Paul L. Caron
Dean





Thursday, October 26, 2017

Arizona Deans: It's Time To Rethink The Law School Entrance Exam Monopoly

GRELSATThe Hill op-ed:  It's Time to Rethink the Law School Entrance Exam Monopoly, by Marc Miller (Dean, Arizona) & Christopher Robertson (Associate Dean for Research and Innovation, Arizona):

Sometimes modest changes spark huge debates. That has been the case with the decision by some law schools, led by the University of Arizona, to accept the Graduate Record Exam (GRE) as an additional basis for law school admissions.

The openness to innovation at U.S. law schools has been spurred by the changing legal market and the dramatic downturn in applications for JD programs since 2010. But the addition of the GRE would have been a good idea at any time. For many decades, virtually every applicant to a U.S. JD program was required to take the Law School Admissions Test, or LSAT.

Law is the only field of graduate or professional study whose regulator requires the use of a standardized test. The American Bar Association accredits U.S. law schools, and its Section on Legal Education requires that “a law school shall require each applicant for admission as a first-year JD degree student to take a valid and reliable admission test to assist the school and the applicant in assessing the applicant’s capability of satisfactorily completing the school’s program of legal education.”

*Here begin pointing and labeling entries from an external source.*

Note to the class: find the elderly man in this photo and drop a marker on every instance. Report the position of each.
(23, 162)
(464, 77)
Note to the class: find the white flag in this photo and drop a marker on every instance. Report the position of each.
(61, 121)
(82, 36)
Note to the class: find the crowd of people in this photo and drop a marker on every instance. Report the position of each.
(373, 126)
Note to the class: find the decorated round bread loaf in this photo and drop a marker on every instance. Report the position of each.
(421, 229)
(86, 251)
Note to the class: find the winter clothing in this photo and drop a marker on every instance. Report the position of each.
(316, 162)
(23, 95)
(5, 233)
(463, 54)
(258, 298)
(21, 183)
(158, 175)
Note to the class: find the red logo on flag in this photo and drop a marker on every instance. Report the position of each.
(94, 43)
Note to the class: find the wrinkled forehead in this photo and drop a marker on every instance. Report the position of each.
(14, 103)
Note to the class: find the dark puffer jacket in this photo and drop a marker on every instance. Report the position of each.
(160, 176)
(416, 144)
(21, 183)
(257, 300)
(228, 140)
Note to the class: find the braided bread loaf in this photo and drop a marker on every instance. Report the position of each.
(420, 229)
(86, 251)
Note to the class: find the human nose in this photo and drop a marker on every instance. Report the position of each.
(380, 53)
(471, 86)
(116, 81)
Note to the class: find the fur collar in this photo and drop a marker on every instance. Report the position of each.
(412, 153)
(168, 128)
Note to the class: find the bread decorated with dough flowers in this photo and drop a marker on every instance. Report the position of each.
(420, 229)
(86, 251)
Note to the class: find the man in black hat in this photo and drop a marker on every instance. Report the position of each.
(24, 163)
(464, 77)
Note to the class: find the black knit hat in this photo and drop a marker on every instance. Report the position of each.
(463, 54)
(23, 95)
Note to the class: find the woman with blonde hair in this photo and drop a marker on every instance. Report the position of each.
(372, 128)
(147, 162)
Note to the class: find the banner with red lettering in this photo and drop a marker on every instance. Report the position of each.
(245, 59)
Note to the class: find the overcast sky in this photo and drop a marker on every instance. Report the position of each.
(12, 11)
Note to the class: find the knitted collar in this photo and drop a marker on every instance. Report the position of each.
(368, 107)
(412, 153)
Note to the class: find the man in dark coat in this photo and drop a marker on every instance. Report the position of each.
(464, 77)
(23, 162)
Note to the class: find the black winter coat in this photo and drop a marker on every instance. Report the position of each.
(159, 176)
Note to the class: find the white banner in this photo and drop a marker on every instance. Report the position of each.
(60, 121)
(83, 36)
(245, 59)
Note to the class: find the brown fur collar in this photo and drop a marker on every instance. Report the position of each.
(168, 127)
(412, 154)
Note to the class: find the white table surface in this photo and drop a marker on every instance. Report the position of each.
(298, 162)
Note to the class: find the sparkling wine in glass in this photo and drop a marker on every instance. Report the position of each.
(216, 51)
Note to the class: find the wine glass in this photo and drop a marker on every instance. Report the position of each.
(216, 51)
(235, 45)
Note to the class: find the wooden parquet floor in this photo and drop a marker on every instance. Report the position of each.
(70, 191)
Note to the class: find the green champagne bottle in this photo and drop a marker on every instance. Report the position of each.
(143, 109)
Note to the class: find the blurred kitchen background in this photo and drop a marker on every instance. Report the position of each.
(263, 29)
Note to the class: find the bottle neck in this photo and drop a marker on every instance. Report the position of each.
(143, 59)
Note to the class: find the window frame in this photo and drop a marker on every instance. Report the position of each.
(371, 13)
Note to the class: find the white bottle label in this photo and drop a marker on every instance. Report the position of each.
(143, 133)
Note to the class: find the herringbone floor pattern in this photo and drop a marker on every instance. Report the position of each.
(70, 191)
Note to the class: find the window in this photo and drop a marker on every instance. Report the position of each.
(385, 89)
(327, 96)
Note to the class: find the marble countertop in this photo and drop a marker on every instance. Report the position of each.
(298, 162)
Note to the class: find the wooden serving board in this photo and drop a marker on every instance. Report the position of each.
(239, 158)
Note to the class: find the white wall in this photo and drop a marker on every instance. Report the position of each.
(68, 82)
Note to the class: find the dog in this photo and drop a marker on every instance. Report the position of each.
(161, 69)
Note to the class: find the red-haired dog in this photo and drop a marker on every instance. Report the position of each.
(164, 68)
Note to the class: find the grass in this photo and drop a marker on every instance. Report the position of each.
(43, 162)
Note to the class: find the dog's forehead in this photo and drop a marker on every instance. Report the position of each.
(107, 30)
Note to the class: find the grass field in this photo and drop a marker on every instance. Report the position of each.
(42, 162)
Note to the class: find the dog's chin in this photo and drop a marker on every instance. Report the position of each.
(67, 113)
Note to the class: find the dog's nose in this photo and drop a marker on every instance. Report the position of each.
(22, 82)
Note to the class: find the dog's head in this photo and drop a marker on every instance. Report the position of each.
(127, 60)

This standard doesn’t require use of the LSAT, but it does say that law schools using any other test must establish its rigor and value. That is exactly what the University of Arizona did, in partnership with Educational Testing Service (the nonprofit group that owns the GRE). It is what other law schools including Harvard, Northwestern, Georgetown and Columbia have done since.

The upsides include greater availability (the GRE is given all the time, pretty much everywhere; the LSAT was given in classroom settings four times a year, and has now moved to six), faster scoring, and assessment of additional types of knowledge, notably including quantitative reasoning. We were particularly interested to find that the quantitative section of the GRE had some of the strongest predictive power for success in law school, perhaps because legal reasoning is similarly rigorous and structured, notwithstanding its other humanistic aspects. ...

From the standpoint of law schools, the GRE radically diversifies and expands the pool of people who can be encouraged to consider law school. Around 100,000 people a year take the LSAT; around 700,000 a year take the GRE.

Many people take the GRE as juniors in college, when they are still shaping their future educational and professional plans. Law schools can now begin conversations with those diverse populations, including many STEAM students who might not have previously considered law.

Diversity is good. So is competition. ...

We hope the modest expansion to include the GRE as an option for admission to JD programs echoes and amplifies the larger and deeper debates about the legal profession, access to legal services, entry to practice, the provision of legal services through technology and increasingly by nonlawyers, and how expensive it is to become a lawyer.